An alliance diplomat said nine countries had indicated in closed-door talks they could increase personnel levels next year but said the numbers involved were limited.

“It is small numbers but politically significant,” he said.

Van Middelkoop confirmed that non-NATO Georgia had offered to send 200 troops to Uruzgan. Other nations cited as offering personnel included NATO membership hopefuls Albania and Croatia.
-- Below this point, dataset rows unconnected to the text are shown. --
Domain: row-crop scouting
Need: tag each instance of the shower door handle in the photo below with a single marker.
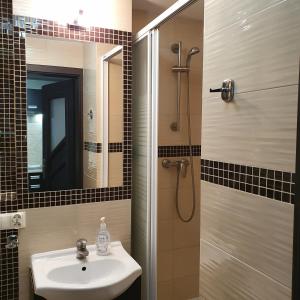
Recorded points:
(227, 90)
(215, 90)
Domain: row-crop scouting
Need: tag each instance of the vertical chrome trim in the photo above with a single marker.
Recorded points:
(149, 161)
(154, 163)
(104, 129)
(104, 71)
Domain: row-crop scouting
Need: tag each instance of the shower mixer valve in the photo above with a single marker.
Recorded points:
(180, 164)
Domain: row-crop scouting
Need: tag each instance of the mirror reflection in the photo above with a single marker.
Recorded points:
(74, 114)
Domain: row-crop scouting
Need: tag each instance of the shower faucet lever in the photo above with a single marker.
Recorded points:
(215, 90)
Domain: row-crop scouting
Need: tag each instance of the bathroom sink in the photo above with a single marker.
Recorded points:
(60, 275)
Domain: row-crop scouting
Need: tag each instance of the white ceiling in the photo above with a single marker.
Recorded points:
(158, 6)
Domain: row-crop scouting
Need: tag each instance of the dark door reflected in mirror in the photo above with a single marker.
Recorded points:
(74, 114)
(54, 136)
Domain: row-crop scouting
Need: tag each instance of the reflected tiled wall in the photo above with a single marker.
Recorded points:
(13, 181)
(247, 219)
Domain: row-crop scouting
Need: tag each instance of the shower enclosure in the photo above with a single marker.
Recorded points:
(167, 76)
The Czech Republic and Slovakia announced ahead of the meeting that they would add a total of some 160 troops.

U.S. Defence Secretary Robert Gates, who before the meeting accused allies of leaving gaps in the NATO force by not fulfilling pledges of troops and equipment, voiced tempered optimism.

“I wouldn’t say I’m satisfied but I would say that today was considerably more positive day than I anticipated,” he said.
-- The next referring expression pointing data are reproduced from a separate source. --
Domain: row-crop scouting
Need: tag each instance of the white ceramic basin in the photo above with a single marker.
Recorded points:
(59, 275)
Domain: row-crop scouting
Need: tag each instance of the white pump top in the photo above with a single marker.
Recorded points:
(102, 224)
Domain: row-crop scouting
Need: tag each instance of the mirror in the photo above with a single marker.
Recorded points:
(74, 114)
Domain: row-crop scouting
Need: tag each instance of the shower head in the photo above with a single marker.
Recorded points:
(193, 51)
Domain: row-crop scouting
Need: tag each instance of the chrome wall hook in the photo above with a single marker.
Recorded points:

Pentagon press secretary Geoff Morrell noted of an estimated 10 percent shortfall in NATO resources in Afghanistan: “There is still a long way to go.”

The Dutch government hopes the meeting on home soil will help convince a sceptical public of the need for the mission. It is one of a handful of nations including Canada and Britain in the thick of fighting in southern Afghanistan.

A Dutch decision is due next month and could involve cutting its presence rather than a full withdrawal if other nations come forward. The step could influence Canada’s decision on renewing a mandate for its 1,700-strong force in early 2009.

NATO wants to train up the Afghan national army to about double its current strength of some 35,000 in the next few years as part of a goal for Afghan troops to take over the brunt of frontline fighting by around 2010.

It currently has around 36 teams of between 10-50 trainers embedded with Afghan units but is looking to double that.